In the meantime, he was also pursuing a career as as a writer. In 1978, fresh out of Columbia University, he worked as an editor at Firehouse, a monthly publication for firefighters. By 1982, he had begun his long association with Habitat, which is about cooperative living, not hamsters.
Over the years, he has also written for New York Newsday, Entertainment Weekly, Muscle Media, V, Video, Video Times, View, Shoot, The New York Observer, Diversion, Starlog, Scarlet Street, Southwest Spirit, Britain’s Empire: The Movie Magazine, Movieline, The Dial, Nostalgia, INTV Journal, The San Francisco Chronicle, World Screen News, and The New York Times, among others.
In 1981, he began his long love affair with improvisation. He saw a performance of New York’s Chicago City Limits and was soon taking classes with CCL founder George Todisco, as well as David Regal, Linda Gelman, Chris Oyen, Bill McLaughlin, and Carol Schindler of CCL, and Del Close of Second City.
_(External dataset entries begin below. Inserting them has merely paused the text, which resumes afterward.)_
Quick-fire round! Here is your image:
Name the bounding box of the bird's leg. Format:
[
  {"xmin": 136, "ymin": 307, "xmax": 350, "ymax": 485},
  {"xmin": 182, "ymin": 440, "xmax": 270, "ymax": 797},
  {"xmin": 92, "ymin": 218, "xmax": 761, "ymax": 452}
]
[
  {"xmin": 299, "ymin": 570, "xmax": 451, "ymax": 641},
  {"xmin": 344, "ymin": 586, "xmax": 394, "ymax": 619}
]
In 1984, he started performing with his own successful improv group, the New York Improv Squad at night spots around New York, including The Original Improvisation and Folk City. He also co-founded the improv troupe Improv DaDa, which won first place in Freestyle Repertory Theatre’s 1991 city-wide improv competition.
He started teaching improvisation in 1987. His graduates include most of the Chainsaw Boys, former Chicago City Limits cast members Larry Bell and Sean Conroy, Gotham City Improv’s David Storck, Beth Littleford of TV’s The Daily Show, and Denny Siegel of TV’s Whose Line is it Anyway?
Five years later, he took over the long-running improv jam, which he rechristened Sunday Night Improv. “I love teaching and I love the jam,” he said recently. “I guess I love keeping busy. I hope I can continue doing this until they carry me away.”
N.Y. Improv Squad at 1985 Festival of Street Entertainers.
TS interviews Raymond Burr
Soter, with SNI cast members, 1995.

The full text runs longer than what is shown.